For a time, consumers appeared to have limitless resources to spend on cameras, peaking at 120 million units in 2010. But the rise of the smartphone put a camera in (nearly) everyone’s pocket and camera sales fell off a cliff, at a time when manufacturers were funding the expansion of new mirrorless systems.

The second was entirely of its own making: the infamous accounting scandal. With over $1.5 billion of investment losses, kickbacks, and bribes identified, it was hit with somewhere in the neighborhood of $650 million in fines in the United States and three-quarters of the company’s value was wiped out.

MILC Usurps the DSLR Crown

The replacement of DSLRs by mirrorless was never a foregone conclusion, however, the elegance of the design gives three significant technical advantages. First removing the mirror box/pentaprism makes manufacturing simpler and cheaper. Secondly, this also makes the cameras smaller and lighter. Finally, the mount can be closer to the sensor which opens up opportunities for other mount support and more efficient and esoteric designs.

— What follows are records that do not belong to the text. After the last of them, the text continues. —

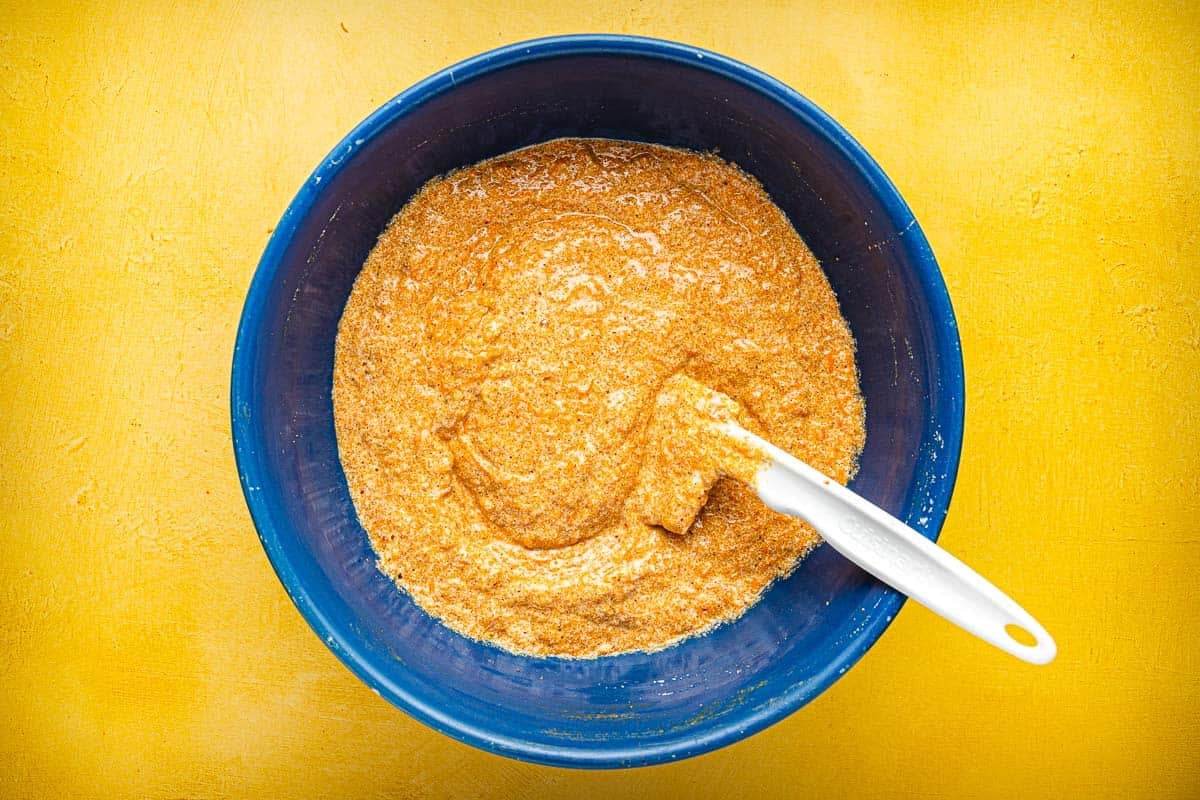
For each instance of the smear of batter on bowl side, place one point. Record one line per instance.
(521, 380)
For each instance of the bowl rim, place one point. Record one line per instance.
(948, 419)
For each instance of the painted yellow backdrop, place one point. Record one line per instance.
(1053, 155)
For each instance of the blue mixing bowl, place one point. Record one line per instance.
(637, 708)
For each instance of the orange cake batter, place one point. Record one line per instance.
(517, 379)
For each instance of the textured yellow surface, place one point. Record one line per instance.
(1050, 151)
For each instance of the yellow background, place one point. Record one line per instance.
(147, 649)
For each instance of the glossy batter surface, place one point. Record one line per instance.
(508, 367)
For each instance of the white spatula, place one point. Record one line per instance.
(895, 553)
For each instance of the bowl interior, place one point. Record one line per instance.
(639, 708)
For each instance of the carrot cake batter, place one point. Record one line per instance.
(517, 377)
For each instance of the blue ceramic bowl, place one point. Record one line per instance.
(629, 709)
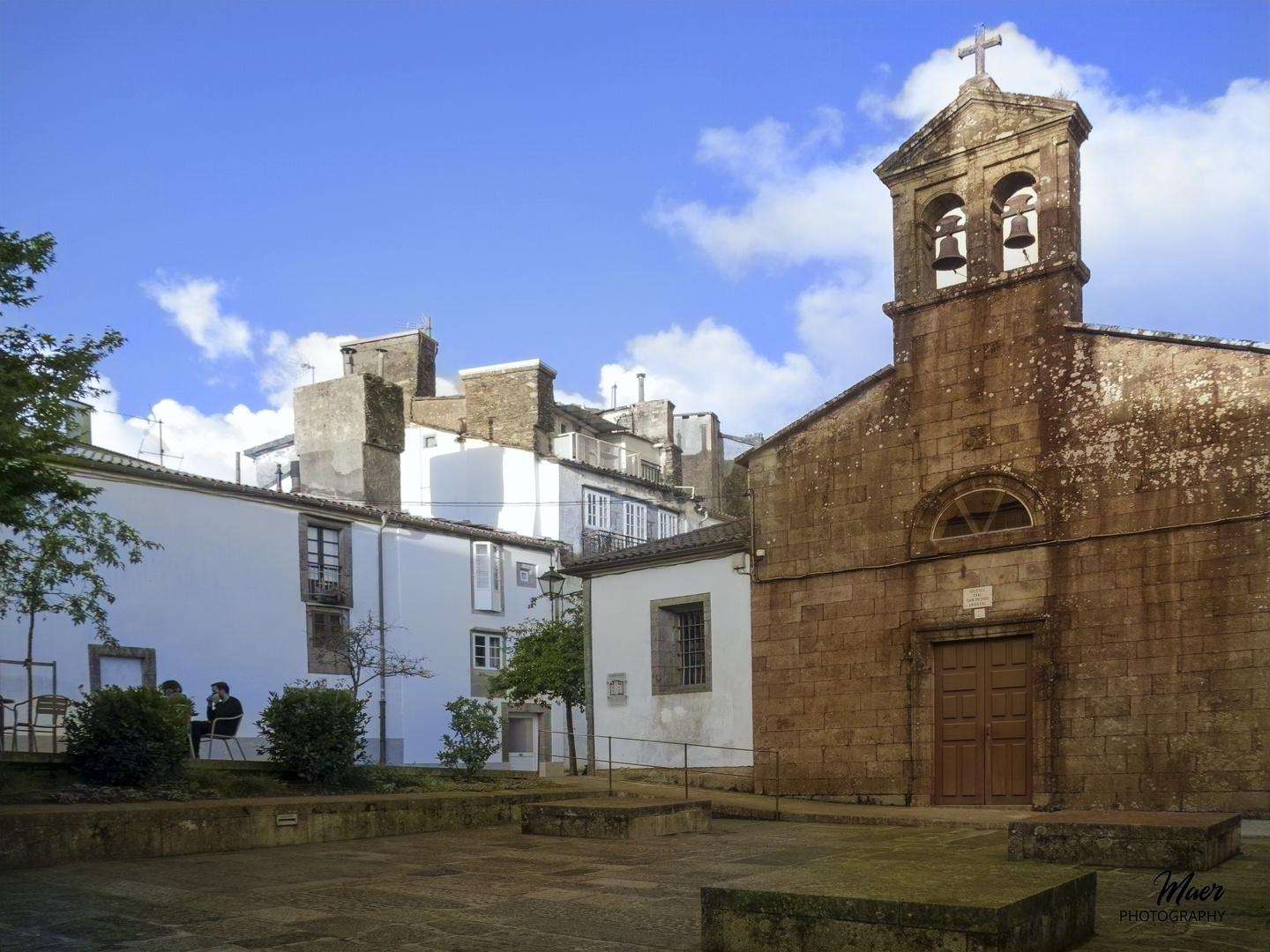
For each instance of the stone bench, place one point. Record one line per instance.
(1117, 838)
(903, 905)
(616, 818)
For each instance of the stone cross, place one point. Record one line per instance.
(981, 46)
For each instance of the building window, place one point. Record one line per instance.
(325, 562)
(635, 521)
(328, 641)
(596, 510)
(487, 651)
(690, 646)
(681, 643)
(487, 576)
(667, 524)
(526, 576)
(981, 512)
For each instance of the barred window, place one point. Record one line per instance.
(690, 646)
(680, 629)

This is, of course, as true for MFT as it is for full-frame models. The problem with smaller sensors has always been one of noise, although this issue has reduced somewhat as sensor design improved. Olympus would argue that MFT gives the right balance of size/weight, reach, depth-of-field, and sensor speed, making it particularly adept for news/sports, street, and home use. It’s the same argument that Fujifilm uses for the X-series, however it is able to balance this assertion with the availability of its medium format GFX.

The success of full-frame has perhaps less to do with principle benefits and more to do with marketing and the manufacturers behind them. Sony, Nikon, and Canon have undoubtedly sold the story of the full-frame dream, however, they also have the capability and capacity to build out a system to support this — something Olympus has never quite been able to do.

The question for camera manufacturers is, does the future actually lie in the direction of the smartphone? Olympus (and Panasonic) have always been forthcoming in introducing computational features into their cameras and have extensive experience in working with, and manipulating imagery from, small sensors.

As smartphone sensors get bigger and processing becomes more complex, is there any scope to coalesce around an MFT future? In short, can the two companies capitalize on making smartphones camera-like and, conversely, can they also be leaders in making the camera more smartphone-like?